Depuis l’effondrement financier du Liban, les estimations du produit intérieur brut (PIB) se sont multipliées. Presque aucun organisme, local ou international, n’a résisté à la tentation de s’exprimer sur cet indicateur clé de la santé économique d’un État et de son taux de croissance. Tous s’accordent à dire que le PIB libanais a perdu plus de la moitié de sa valeur au cours de ces années noires. Mais l’ampleur exacte de cette chute divise profondément, avec des écarts atteignant des milliards de dollars entre des institutions pourtant réputées professionnelles.
Selon le ministère libanais des Finances, le PIB est passé d’environ 55 milliards de dollars en 2019 à près de 28 milliards en 2024. La Banque mondiale, de son côté, l’a estimé à 26 milliards l’an dernier, le Fonds monétaire international à 28 milliards, tandis que l’Institut de la finance internationale allait plus loin encore, avançant un chiffre de 32,8 milliards.
Des chiffres qui ne collent pas ?
Ni les estimations locales ni celles des institutions internationales n’ont convaincu les leaders du secteur privé libanais ni les chercheurs en économie. Ils estiment que ces évaluations minimisent grossièrement la taille réelle de l’économie. Une récente étude publiée par Lebanon Opportunities et intitulée sans détour « Mission Impossible – Estimating GDP » a calculé le PIB à plus de 40 milliards de dollars. Ce chiffre ne tenait même pas compte de certaines dépenses comme celles des municipalités financées par des taxes directes, de la variation de la consommation de bijoux et de métaux précieux, ou encore de l’économie en cash, évaluée à un minimum de 10 %. En intégrant ces éléments, la production nationale atteindrait plutôt 45 milliards de dollars.
L’analyse s’est appuyée sur la « méthode des dépenses », car ses composantes — consommation des ménages, investissement, dépenses publiques et solde de la balance commerciale — sont les plus accessibles ou les plus faciles à estimer.
Pourquoi de tels écarts ?
Les divergences entre estimations du PIB s’expliquent par plusieurs raisons, à commencer par l’absence de données fiables. Comme le souligne Lebanon Opportunities, « l’économie est une science sociale et non une science exacte ». Toutes les statistiques comportent une marge d’incertitude, et les calculs du PIB ne peuvent fournir qu’une approximation de la réalité. Les comptes nationaux, en particulier, reposent sur de multiples hypothèses et sources disparates. Il n’existe donc aucun indicateur objectif de précision ou de marge d’erreur.

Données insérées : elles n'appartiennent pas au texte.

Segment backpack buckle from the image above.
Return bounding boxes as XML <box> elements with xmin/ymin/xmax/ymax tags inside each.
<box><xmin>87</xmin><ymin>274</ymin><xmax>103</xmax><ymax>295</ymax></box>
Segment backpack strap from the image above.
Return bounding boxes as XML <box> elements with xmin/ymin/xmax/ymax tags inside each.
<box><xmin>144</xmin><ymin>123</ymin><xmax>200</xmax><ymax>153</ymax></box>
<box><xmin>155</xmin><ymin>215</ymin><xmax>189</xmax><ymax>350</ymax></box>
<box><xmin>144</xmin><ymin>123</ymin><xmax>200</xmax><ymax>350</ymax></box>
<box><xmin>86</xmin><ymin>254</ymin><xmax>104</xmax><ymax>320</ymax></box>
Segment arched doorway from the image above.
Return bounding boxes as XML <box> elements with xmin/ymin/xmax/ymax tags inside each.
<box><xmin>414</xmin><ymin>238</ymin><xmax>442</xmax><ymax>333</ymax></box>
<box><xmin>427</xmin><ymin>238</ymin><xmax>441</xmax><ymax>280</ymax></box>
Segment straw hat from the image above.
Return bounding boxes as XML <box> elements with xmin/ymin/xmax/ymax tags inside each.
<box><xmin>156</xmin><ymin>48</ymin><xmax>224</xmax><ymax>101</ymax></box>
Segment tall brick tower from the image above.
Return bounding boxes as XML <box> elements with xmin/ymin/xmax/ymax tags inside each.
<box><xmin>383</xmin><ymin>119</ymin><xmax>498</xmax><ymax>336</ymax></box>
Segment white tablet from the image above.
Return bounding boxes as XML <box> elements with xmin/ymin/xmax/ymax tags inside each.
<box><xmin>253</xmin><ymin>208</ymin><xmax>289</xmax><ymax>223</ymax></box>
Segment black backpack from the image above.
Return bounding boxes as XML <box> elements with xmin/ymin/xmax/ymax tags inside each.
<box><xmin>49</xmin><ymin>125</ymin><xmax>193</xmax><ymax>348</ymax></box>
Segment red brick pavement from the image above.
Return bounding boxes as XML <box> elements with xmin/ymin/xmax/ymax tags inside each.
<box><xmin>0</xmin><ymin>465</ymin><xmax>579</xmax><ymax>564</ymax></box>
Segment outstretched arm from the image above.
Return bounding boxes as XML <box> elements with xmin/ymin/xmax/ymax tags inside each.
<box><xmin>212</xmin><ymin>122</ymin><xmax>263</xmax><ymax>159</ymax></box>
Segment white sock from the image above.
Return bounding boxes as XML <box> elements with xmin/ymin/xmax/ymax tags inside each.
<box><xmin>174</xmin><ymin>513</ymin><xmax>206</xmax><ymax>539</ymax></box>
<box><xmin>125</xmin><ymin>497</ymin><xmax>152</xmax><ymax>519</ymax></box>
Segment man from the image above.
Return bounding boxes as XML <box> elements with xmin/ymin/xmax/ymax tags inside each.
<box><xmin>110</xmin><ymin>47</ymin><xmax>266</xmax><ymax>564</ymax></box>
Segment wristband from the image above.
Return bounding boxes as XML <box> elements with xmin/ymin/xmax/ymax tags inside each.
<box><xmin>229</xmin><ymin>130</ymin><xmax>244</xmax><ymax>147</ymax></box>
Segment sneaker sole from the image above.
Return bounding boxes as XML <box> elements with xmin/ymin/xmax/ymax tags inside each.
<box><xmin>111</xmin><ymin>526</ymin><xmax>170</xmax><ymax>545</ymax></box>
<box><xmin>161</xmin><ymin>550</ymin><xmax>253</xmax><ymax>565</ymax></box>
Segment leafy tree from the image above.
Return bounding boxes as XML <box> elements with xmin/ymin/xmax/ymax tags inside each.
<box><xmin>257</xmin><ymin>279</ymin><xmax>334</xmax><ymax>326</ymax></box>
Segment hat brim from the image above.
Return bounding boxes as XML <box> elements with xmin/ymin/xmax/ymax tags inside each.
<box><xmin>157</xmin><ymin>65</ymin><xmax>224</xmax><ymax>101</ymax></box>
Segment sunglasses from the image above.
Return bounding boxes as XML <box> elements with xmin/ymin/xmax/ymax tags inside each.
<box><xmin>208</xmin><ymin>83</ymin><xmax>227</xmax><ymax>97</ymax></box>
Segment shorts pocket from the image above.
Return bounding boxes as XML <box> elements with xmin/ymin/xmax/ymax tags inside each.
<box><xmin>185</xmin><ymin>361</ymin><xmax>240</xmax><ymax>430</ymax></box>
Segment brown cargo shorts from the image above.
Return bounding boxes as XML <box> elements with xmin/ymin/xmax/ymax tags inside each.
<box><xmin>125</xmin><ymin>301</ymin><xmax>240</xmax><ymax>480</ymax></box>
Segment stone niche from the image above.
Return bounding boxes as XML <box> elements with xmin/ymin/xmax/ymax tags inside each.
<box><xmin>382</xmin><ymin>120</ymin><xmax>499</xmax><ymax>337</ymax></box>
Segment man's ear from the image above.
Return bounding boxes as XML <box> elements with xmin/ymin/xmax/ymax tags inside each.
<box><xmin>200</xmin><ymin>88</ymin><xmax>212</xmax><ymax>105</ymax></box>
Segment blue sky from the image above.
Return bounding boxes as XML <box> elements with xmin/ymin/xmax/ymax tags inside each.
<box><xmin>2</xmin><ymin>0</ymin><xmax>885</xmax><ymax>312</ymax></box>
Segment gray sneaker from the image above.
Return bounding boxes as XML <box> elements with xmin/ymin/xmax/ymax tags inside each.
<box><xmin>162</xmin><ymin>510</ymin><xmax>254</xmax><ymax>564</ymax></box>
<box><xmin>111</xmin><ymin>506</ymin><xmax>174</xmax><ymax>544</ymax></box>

L’intérêt caché derrière la sous- évaluation du PIB
À la différence de nombreux pays qui préfèrent gonfler leurs chiffres, le Liban semble tirer profit de leur réduction. Un PIB plus faible diminue les contributions financières exigées par certaines organisations internationales comme le FMI ou l’ONU, calculées en fonction de la taille économique. Cela renforce aussi l’argument en faveur de l’aide internationale et de l’allègement de la dette, sur la base d’un pays trop pauvre pour assumer de nouvelles charges.
Surtout, accepter des chiffres artificiellement réduits — de près de 18 milliards de dollars par rapport à la réalité — sert de justification à des politiques d’austérité. Le PIB étant la référence de presque tous les indicateurs, sa baisse fait apparaître les dépenses publiques comme excessives, le revenu par habitant comme plus faible et le déficit budgétaire comme plus important. Ces distorsions facilitent le maintien de l’austérité et la dépendance aux financements extérieurs.
Les économistes avertissent toutefois qu’une telle stratégie peut coûter cher. Elle dégrade la note de crédit du pays, ternit sa réputation internationale, dissuade les investissements étrangers et fausse la planification économique intérieure en produisant des repères trompeurs.
Mais dans le cas libanais, les autorités semblent juger que les avantages surpassent les risques. Un État englué dans les défauts de paiement, la corruption et un gouffre bancaire de 80 milliards de dollars n’a guère à perdre de la méfiance des investisseurs. Au contraire, se présenter comme un pays appauvri pourrait attirer davantage d’aides — sans engager les réformes exigées par la communauté internationale. Et c’est peut-être là, préviennent les analystes, le danger le plus grave.